Introduction to Ray

By Yangming Li

What is Ray?

Ray is an open-source framework designed to simplify the development of large-scale machine learning (ML) and big data applications by providing a robust layer for parallel processing. This means it allows you to run multiple computations at the same time, making your programs faster and more efficient.

Ray Logo

Key Features of Ray with Real-World Examples

1. Data Preprocessing (Data Module):

Ray helps you manage and preprocess large datasets efficiently.
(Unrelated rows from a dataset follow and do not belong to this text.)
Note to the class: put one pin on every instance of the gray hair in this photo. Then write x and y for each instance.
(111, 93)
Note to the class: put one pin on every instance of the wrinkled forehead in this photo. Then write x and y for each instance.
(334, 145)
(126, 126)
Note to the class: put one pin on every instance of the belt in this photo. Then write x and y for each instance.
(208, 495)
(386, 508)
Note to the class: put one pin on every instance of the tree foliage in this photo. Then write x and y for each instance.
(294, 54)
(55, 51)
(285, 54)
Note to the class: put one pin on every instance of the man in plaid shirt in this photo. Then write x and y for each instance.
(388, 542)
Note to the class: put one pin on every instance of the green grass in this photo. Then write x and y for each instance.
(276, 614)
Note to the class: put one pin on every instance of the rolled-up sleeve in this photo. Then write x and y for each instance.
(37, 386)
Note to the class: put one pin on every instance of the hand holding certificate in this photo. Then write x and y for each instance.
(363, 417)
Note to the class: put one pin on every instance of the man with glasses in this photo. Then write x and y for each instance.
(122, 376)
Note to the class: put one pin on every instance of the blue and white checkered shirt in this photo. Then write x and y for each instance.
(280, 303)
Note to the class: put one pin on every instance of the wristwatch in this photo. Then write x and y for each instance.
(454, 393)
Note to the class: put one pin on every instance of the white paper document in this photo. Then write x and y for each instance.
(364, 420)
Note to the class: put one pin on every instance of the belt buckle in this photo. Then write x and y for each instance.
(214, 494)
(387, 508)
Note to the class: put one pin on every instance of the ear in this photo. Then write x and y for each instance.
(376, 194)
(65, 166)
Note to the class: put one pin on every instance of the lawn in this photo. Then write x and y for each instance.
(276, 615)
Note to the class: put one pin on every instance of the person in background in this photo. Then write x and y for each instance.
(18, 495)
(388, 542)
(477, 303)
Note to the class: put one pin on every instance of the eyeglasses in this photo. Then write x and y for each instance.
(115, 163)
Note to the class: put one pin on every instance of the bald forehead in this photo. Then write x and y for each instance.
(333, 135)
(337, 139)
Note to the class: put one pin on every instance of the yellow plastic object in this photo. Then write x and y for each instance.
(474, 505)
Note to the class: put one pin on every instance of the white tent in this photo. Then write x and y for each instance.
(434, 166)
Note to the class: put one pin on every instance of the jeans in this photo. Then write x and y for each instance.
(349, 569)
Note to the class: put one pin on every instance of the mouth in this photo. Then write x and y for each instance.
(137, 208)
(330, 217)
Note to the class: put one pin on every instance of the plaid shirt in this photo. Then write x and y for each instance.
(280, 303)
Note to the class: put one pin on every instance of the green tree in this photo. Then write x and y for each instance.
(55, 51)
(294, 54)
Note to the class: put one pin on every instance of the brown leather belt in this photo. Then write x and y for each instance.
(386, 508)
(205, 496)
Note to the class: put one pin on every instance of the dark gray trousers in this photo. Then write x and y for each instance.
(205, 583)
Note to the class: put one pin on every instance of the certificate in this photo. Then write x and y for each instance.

Here's an example from an e-commerce company processing customer data:


import ray
ray.init()

@ray.remote
def preprocess_chunk(data_chunk):
    # Clean and transform data
    cleaned_data = remove_nulls(data_chunk)
    return cleaned_data

# Distribute preprocessing across cluster
data_chunks = split_data(large_customer_dataset)
futures = [preprocess_chunk.remote(chunk) for chunk in data_chunks]
results = ray.get(futures)
                        

Code Explanation:

  • @ray.remote decorator marks the function for distributed execution
  • Large dataset is split into chunks for parallel processing
  • preprocess_chunk.remote() executes tasks asynchronously
  • ray.get() collects results from all workers

2. Distributed Training (Train Module):

For a financial services company training a fraud detection model on millions of transactions:


from ray import train
import torch

def train_func(config):
    model = FraudDetectionModel()
    for epoch in range(config["epochs"]):
        train.report({"loss": current_loss})
    
trainer = train.Trainer(backend="torch")
trainer.start()
results = trainer.run(
    train_func,
    config={"epochs": 10}
)
                        

Code Explanation:

  • Uses Ray's training module for distributed model training
  • train.report() tracks metrics during training
  • Trainer automatically handles distributed setup and execution
  • Supports multiple deep learning frameworks (PyTorch shown here)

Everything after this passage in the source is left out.